Se dejó llevar por los demás alumnos a las salas de escultura china, siguiendo los pasos de los guías. Había grandes ventanales que daban a un jardín con un estanque ovalado. Reflejada en el agua, la luz, de un tono dorado como la mantequilla, entraba de nuevo en la sala.

Las obras caligráficas del grupo estaban distribuidas por la sala en divisorias de tela. Xie fue entrando y saliendo con Lan de los pasillos creados por las divisorias, cuya disposición ya era una obra de arte en sí. Era toda una aldea de arte chino, en las paredes y paneles; obras separadas entre sí por varios siglos, en algunos casos, pero todas con algo en común: la fuerza de su austeridad y sencillez.

Sí, ya tendría horas para preocuparse y hacer planes; días para tratar de poner coto a su aprensión y cumplir su objetivo. Aquella noche era para el arte: las obras le hablaban, y el trabajo de Xie era escuchar, rindiéndoles honores lo mejor que pudiera. Tal como le habían enseñado de pequeño los monjes tibetanos quemados vivos en el monasterio.

Con atención.

El profesor Wu acorraló a Xie y a Lan, y les llevó hacia el fondo de la sala.

—Ya habrá tiempo de admirar las obras. Lo primero es dar las gracias a nuestros anfitriones.

En el bufet había cuencos de frutos secos, pequeños bocadillos, vino y refrescos. A la derecha estaba la fila donde el embajador chino en Gran Bretaña y otros cargos de la embajada saludaban a estudiantes e invitados en compañía del personal del museo.

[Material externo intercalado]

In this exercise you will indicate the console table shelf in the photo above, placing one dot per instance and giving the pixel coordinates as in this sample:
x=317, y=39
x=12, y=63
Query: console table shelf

Llegado el momento de dar la mano a sus compatriotas, Xie se inclinó profundamente y habló en voz baja y con monosílabos, como había empezado a hacer desde su infancia. Ninguno de los dignatarios se mostró más interesado por él que por el resto de los estudiantes, lo cual era un alivio: el interés era señal de atención, y había que hacer lo posible por no llamar la atención.

Por eso le dolió que se acercase Ru y, en un tono cuya belicosidad solo podía ser fruto de haber bebido demasiado vino en demasiado poco tiempo, le atacó verbalmente.

—Tú te crees superior a los demás —dijo, señalándole con su copa—. Te crees que tu obra es mejor. —Se derramó un poco de vino por el borde, manchando el mármol blanco del suelo con gotitas rojas—. Pues no vales más que nadie. Ni tus pinceladas son mejores ni tus líneas, más claras.

Subrayó sus palabras mediante un trazo imaginario con la copa en el aire. Esta vez el vino aterrizó en la cara y los ojos de Xie.

Sus mejillas y su camisa se mancharon con lágrimas color burdeos.

Ru, fija la mirada, tuvo un momento de satisfacción, seguido por el pavor de comprender que había montado una escena en una noche de gran importancia.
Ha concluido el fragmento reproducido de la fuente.